La cité fut prise par Labienus en 52 avant J.-C., mais pour gagner la bataille Jules César utilisa un subterfuge en faisant parvenir de fausses rumeurs. Fin stratège, il fit croire aux Gaulois qu'une partie de ses troupes ne le suivait pas. Trompés, les gaulois du chef normand Camulogène, rallié à Vercingétorix, furent surpris et perdirent la bataille. César rapporte les faits de la « bataille de Lutèce » dans la Guerre des Gaules (De Bello gallico, livre VII).
Selon leur habitude, les romains aménagèrent une voirie rectiligne sur les rives de la Seine : les rues St Denis, St Martin et le boulevard St Germain suivent encore le tracé romain. De même, le cardo maximus de la ville gallo-romaine de Lutèce se retrouve aujourd'hui dans le tracé des rues qui menaient à Orléans : rue Saint-Jacques, rue du Faubourg-Saint-Jacques et rue de la Tombe-Issoire. Dans le courant du Ier siècle de notre ère, dans la pure tradition romaine, Lutèce disposait d'un cirque et de théâtres. Ces arènes étaient autrefois le lieu de combats à mort, et elles étaient situées dans l'actuel quartier latin. Environ 17 000 personnes pouvaient assister aux combats entre hommes et animaux, ainsi qu'à des représentations de comédies et de drames.
Construites à la fin du Ier siècle après J.-C., les arènes restèrent en activité jusqu'à la première destruction de Lutèce, à la fin du IIIe siècle. La ferveur catholique naissante rendit suspect cet art empreint du paganisme antique, et alors que les grandes invasions, obligeaient la ville à se fortifier, les édifices publics voués au spectacle, furent transformés en carrières, pour la construction des fondations des enceintes. L'amphithéâtre devint tout d'abord un lieu de sépulture, et enfin fut remblayé.

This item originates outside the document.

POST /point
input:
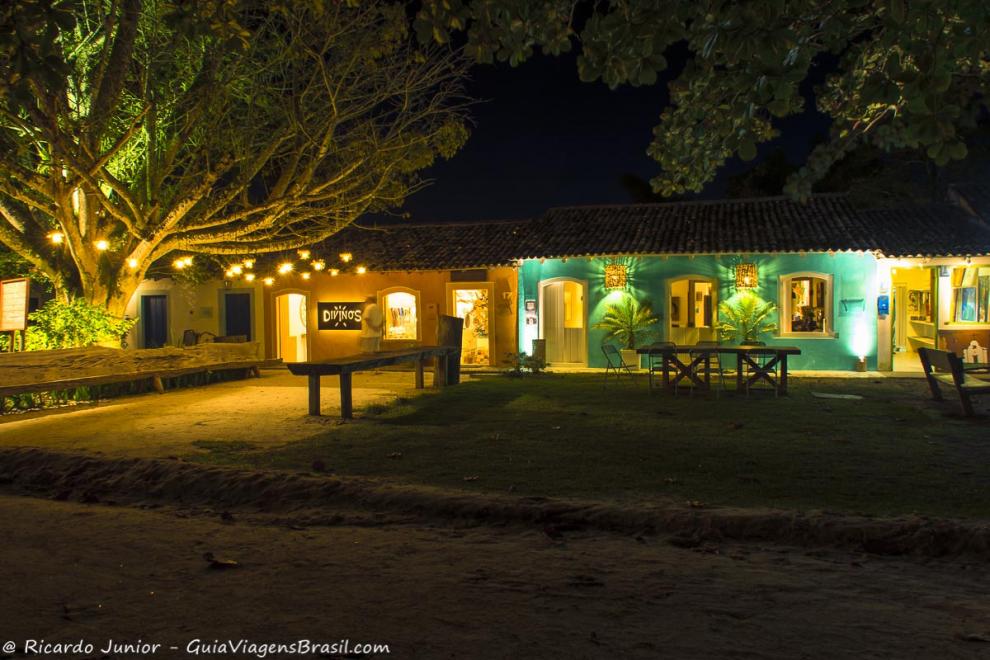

L'édifice recouvert sombra dans l'oubli jusqu'à son acquisition, en 1869, par la Compagnie générale des omnibus, qui le redécouvrit lors de travaux de terrassements. Retrouvés lors du percement de la rue Monge, ses vestiges sont aujourd'hui, totalement intégrés à l'architecture urbaine, on peut même y retrouver les cages qui ont servi à enfermer les lions du cirque. Le 27 juillet 1883, Victor Hugo adressa une lettre au conseil municipal de Paris pour défendre les Arènes de Lutèce, menacées de destruction. Quelques jours après, le conseil se porta acquéreur des vestiges qui furent classés monuments historiques. La disparition du dépôt d'omnibus en 1916 permit de mettre à jour une autre partie des arènes. D'autre part, on retrouve quelques traces d'un odéon dans l'enceinte du Lycée Louis le Grand.
Lutèce comprenait aussi plusieurs thermes romains, dont les plus importants étaient ceux du nord (musée de Cluny aujourd'hui). Leur construction a été en partie financée par la corporation des nautes (IIe / IIIe siècles).
En 451, alors que les cavaliers Huns sont à la porte de la cité, sainte Geneviève persuade les habitants de ne pas fuir et sauve ainsi la future capitale. Elle deviendra le symbole de la cité.